You can buy it up with plastic, if you want to take the risk,
but beware the boys with matches, they're out looking for a frisk.
When out sniffing for the crack,
they go sneaking round the back
and deal the wall a beaming blow with sledgehammer attack;
then they wait until it's dark
and then - only for a lark -
make a bonfire in the kitchen, apply petrol and a spark.
Who will wreak recriminations in the angry light of dawn,
as the sooty settee suttee sits there smouldering on the lawn?
First there's policemen, parsons, firemen, gasmen, hatchetmen and hacks,
then come councillors and counsellors, arson specialists in packs:
When their properties are void,
kids are bound to get annoyed;
they're left derelicked by circumstance, underrated, unemployed.
So they take some brownfield site,
set it blazing in the night,
then they merry-make and celebrate and watch their world ignite.
It's a Molotov of Moloch, Agni's message from on high,
it's beneficent, malignant, an oblation to the sky;
showing man's force over nature, it's his progressential tool
to alight upon inventions, increase energy, control.
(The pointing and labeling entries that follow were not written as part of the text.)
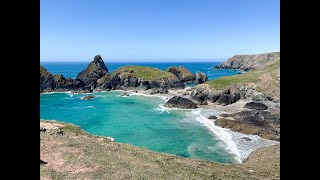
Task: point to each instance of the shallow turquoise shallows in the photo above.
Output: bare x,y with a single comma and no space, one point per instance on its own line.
137,120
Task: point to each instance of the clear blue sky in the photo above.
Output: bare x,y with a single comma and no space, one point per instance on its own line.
157,30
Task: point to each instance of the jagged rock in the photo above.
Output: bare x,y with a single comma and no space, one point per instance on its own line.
201,78
250,62
88,97
182,73
180,102
95,70
212,117
246,139
42,162
125,94
255,105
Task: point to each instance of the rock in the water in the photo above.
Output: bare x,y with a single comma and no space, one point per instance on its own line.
182,73
95,70
125,94
110,138
246,139
250,62
42,162
88,97
201,78
212,117
180,102
255,105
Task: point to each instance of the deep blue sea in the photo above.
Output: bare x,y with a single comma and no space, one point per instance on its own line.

It's creation's scared spark,
slash-and-burn, release from dark,
it's the centre of discussion or a throwaway remark.
So our ashes we bestrew,
hoping fresh growth will burst through,
after firing out our final flare to beckon in the new.
If we pan along that terrace, one of fifty fishbone streets,
to the ruin on the corner, windows sealed with metal sheets.
You could buy it up with plastic, if you cared to take the risk;
but the shadow boys with matches, they're out looking for a frisk.